Alternate registry package rebuilds

I haven't bothered to learn the details, but this is something that Debian package maintainers have had to deal with.

What confuses me is that you've mentioned crates from the "registry" can change and even be in a git-dirty state. That sounds like these dependencies are not merely used as some immutable published artifact, but they're being actively edited. That's a use-case for a path dependency or a patch.

The typical workflow is like this. You start with:

[package]
name = "parent"

[dependencies]
foo = { version = "1.0", registry = "internal" }

When you decide to work on both parent and foo projects at the same time:

  1. Clone foo
  2. Add [patch.internal] foo = { path = "./foo" } to parent's Cargo.toml
  3. Edit both projects
  4. When done, do cargo publish in ./foo, and in parent remove [patch]
  5. Update dep version in parent, or if it's compatible, do cargo update -p foo

I also need to work with internal dependencies and builds that run off-line(ish). I solve that by using git submodules and path = "./submodule" deps. This makes recursive checkouts complete and build without further network access. Git gives consistency guarantee for each commit. But I get that git submodules are evil back-stabbing bastards, so it's not a solution for everyone.

2 Likes

Hehe, sorry, I may have tried to over-simplify the problem to the point where important context was lost. So let me try to give a better overview.

I'm working on a build system that allows both external dependencies (e.g., from crates.io) and internal dependencies (which are managed entirely by this build system). External dependencies go to a mirror crates.io.
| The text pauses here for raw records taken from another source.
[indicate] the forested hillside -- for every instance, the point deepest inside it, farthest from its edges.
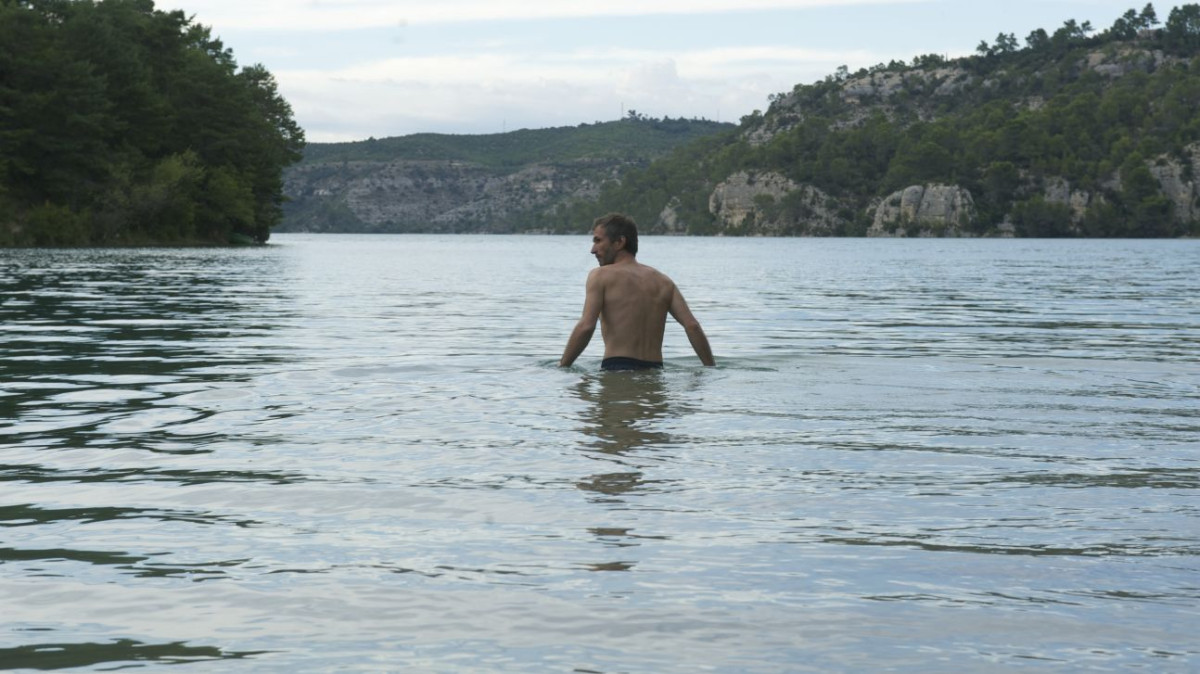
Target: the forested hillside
(125, 125)
(1079, 132)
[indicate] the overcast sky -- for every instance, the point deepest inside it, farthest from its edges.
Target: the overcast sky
(359, 68)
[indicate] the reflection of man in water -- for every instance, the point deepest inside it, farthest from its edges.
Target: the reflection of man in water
(631, 302)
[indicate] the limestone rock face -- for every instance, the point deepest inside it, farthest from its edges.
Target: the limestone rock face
(924, 210)
(1181, 182)
(753, 203)
(669, 220)
(429, 196)
(1059, 191)
(733, 200)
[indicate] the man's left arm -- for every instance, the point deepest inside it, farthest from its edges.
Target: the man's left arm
(682, 313)
(587, 325)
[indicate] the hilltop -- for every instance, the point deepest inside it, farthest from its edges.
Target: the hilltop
(1077, 133)
(455, 184)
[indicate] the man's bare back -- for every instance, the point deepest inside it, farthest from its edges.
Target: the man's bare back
(631, 302)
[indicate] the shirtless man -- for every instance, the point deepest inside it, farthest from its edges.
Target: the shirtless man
(631, 302)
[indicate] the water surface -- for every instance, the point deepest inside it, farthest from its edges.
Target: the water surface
(357, 453)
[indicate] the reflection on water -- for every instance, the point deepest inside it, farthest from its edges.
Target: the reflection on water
(355, 452)
(618, 420)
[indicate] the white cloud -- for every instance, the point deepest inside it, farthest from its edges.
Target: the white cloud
(498, 91)
(348, 14)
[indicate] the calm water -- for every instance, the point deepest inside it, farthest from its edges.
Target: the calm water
(355, 453)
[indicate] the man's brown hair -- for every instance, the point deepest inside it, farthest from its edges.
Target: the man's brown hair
(617, 226)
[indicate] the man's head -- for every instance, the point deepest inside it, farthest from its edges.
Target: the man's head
(611, 234)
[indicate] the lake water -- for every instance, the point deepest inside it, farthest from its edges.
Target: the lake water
(357, 453)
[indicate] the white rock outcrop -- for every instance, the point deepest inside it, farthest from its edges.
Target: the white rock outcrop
(924, 210)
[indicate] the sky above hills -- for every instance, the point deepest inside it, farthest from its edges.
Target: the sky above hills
(360, 68)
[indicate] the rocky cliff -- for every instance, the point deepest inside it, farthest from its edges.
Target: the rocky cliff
(466, 184)
(432, 196)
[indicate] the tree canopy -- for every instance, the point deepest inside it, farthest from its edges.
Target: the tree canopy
(125, 125)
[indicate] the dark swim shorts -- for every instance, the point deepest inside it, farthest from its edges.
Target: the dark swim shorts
(622, 363)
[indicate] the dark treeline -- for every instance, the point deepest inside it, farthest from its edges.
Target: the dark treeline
(1018, 118)
(125, 125)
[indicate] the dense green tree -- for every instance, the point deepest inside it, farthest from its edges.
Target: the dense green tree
(121, 124)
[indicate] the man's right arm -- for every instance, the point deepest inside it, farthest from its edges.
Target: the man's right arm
(587, 325)
(682, 313)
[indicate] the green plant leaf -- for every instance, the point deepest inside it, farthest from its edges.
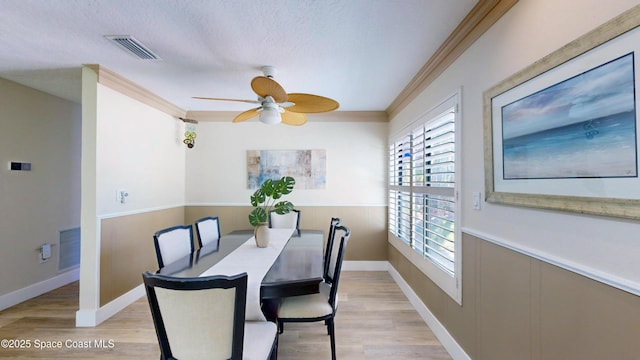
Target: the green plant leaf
(257, 216)
(258, 197)
(286, 185)
(283, 207)
(268, 187)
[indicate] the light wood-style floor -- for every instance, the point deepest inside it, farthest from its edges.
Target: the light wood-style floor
(375, 321)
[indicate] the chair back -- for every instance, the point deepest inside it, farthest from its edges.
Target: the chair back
(335, 264)
(290, 220)
(208, 230)
(329, 247)
(198, 318)
(173, 243)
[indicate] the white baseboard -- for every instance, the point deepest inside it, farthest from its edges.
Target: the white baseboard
(31, 291)
(352, 265)
(93, 317)
(438, 329)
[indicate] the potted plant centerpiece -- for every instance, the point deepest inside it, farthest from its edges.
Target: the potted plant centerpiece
(263, 200)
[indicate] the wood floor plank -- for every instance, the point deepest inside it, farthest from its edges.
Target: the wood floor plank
(375, 321)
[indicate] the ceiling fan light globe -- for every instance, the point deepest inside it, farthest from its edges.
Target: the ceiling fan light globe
(270, 116)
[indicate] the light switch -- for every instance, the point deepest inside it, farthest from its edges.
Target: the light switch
(476, 200)
(121, 196)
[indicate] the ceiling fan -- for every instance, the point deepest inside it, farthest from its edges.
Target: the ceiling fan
(276, 105)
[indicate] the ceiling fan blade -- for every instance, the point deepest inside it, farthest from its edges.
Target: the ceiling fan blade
(264, 86)
(292, 118)
(224, 99)
(246, 115)
(307, 103)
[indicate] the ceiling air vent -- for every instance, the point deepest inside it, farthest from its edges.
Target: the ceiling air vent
(133, 46)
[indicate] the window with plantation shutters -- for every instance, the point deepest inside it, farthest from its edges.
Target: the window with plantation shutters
(422, 190)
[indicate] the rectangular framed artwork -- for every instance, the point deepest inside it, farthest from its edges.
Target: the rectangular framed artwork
(563, 133)
(308, 167)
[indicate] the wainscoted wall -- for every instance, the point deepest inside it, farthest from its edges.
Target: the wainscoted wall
(518, 307)
(367, 224)
(127, 250)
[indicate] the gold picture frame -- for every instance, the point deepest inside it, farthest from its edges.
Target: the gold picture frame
(548, 69)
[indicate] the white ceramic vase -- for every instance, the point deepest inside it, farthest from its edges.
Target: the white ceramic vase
(261, 234)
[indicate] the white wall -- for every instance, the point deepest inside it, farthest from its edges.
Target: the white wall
(139, 149)
(603, 248)
(35, 205)
(126, 145)
(356, 161)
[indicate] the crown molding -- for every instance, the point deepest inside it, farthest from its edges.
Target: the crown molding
(334, 116)
(476, 23)
(116, 82)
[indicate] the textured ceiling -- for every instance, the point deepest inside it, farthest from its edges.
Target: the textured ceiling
(361, 53)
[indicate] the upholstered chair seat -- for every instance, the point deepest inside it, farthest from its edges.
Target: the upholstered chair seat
(204, 318)
(305, 306)
(323, 305)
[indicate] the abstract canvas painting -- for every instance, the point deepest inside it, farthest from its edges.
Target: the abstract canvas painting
(582, 127)
(308, 167)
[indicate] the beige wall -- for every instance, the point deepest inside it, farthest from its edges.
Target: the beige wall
(515, 303)
(530, 30)
(35, 205)
(518, 307)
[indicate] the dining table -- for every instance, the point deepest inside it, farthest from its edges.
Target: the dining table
(291, 265)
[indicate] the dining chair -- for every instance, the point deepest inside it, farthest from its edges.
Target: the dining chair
(208, 230)
(290, 220)
(318, 306)
(173, 243)
(329, 247)
(204, 318)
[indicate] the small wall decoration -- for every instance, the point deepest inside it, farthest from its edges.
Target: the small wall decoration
(563, 133)
(308, 167)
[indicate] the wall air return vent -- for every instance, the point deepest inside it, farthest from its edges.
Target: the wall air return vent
(133, 46)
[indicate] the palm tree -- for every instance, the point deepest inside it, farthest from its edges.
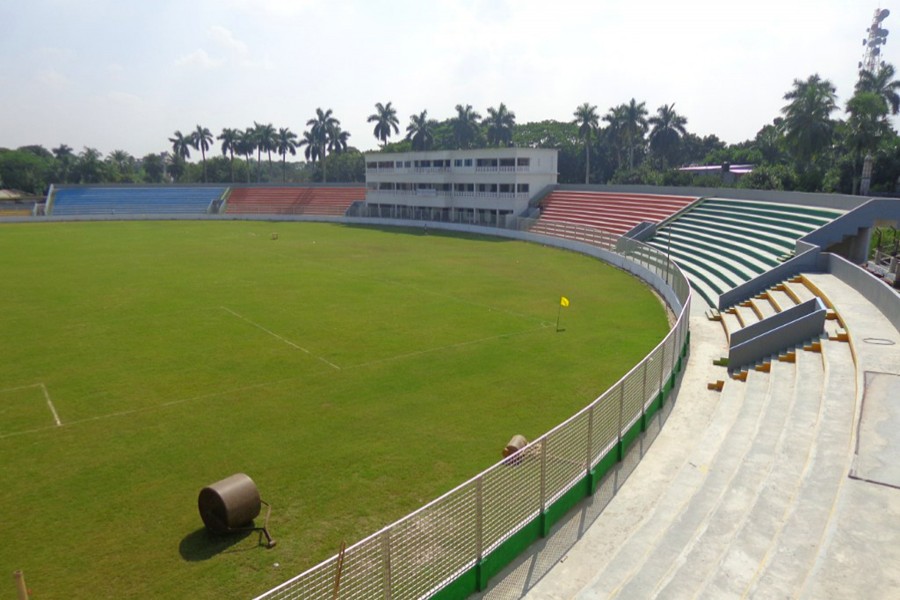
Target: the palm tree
(665, 134)
(465, 126)
(322, 128)
(181, 146)
(337, 141)
(420, 131)
(866, 127)
(500, 123)
(385, 118)
(266, 138)
(90, 167)
(807, 117)
(285, 141)
(122, 164)
(181, 151)
(311, 152)
(587, 120)
(230, 138)
(246, 146)
(881, 83)
(633, 127)
(201, 139)
(615, 132)
(64, 155)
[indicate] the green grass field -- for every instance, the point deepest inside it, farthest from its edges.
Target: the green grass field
(354, 373)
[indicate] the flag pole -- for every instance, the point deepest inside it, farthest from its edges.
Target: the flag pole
(558, 312)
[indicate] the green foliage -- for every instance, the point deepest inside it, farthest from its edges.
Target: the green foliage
(346, 167)
(562, 136)
(25, 170)
(170, 351)
(769, 177)
(643, 175)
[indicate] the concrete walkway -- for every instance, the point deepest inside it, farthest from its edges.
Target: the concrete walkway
(748, 492)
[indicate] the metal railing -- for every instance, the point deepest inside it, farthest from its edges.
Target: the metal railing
(451, 547)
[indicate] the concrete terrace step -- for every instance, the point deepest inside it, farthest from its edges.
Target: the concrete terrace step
(713, 239)
(793, 553)
(737, 567)
(697, 483)
(700, 561)
(697, 491)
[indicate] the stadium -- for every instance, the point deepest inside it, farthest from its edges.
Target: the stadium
(744, 449)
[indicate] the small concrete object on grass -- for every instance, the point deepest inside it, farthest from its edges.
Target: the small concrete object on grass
(515, 444)
(230, 505)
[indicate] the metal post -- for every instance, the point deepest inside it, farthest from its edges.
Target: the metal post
(590, 450)
(621, 418)
(543, 474)
(662, 368)
(21, 590)
(386, 561)
(644, 397)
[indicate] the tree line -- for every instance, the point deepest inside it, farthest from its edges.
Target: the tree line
(804, 147)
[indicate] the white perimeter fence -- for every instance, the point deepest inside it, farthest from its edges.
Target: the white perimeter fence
(451, 547)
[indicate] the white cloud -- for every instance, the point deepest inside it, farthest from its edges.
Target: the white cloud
(53, 79)
(275, 8)
(226, 39)
(200, 59)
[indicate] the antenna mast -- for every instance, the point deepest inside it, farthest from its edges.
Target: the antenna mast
(876, 36)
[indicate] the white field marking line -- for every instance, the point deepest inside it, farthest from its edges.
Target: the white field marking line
(50, 405)
(285, 340)
(432, 292)
(46, 396)
(125, 413)
(441, 348)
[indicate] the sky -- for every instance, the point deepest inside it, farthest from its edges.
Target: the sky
(125, 74)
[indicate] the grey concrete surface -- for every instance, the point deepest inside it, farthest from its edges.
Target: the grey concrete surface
(754, 492)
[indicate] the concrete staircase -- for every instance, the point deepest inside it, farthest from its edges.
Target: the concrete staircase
(747, 512)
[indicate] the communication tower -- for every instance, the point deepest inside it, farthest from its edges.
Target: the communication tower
(876, 37)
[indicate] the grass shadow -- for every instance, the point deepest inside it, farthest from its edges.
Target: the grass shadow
(203, 544)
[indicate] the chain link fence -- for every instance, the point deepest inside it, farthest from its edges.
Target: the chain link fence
(452, 546)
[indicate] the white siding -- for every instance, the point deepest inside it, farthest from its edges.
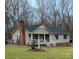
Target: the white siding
(60, 39)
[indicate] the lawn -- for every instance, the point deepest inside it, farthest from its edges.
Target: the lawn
(23, 52)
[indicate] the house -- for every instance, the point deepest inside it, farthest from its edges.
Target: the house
(41, 34)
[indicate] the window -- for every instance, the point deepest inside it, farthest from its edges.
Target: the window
(56, 35)
(65, 36)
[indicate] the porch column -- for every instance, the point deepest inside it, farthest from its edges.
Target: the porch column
(44, 38)
(31, 38)
(38, 42)
(49, 40)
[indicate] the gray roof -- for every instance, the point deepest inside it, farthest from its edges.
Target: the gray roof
(31, 28)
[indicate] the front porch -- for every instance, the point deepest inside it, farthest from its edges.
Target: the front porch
(39, 38)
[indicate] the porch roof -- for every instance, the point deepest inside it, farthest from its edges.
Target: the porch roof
(31, 29)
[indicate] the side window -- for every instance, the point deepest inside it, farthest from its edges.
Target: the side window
(56, 35)
(65, 36)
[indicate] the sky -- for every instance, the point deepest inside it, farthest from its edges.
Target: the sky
(33, 3)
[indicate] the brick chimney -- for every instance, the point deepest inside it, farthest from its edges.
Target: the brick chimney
(22, 32)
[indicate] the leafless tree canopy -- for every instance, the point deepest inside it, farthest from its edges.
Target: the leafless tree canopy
(53, 13)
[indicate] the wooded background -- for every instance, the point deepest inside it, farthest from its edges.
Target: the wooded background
(52, 13)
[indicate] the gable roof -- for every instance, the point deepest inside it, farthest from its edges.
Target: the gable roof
(31, 28)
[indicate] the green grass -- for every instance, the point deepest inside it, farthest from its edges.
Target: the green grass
(19, 52)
Internal dependencies are not published to or pulled from a registry. Instead, the build system will build internal dependencies before the "current" crate, and then make them available to the current crate build in a manner of my choosing.

The build system is used in two contexts: to build as part of a deployment pipeline, and to build on developers' local machines during regular development. In the latter case, they may or may not be modifying their dependencies. In all cases, the first build always pulls in things from source and builds from there.

Two related challenges arise: how do internal dependencies get exposed to a crate, and how do we handle the fact that there is no central "artifact" repository (and so each build is "from scratch").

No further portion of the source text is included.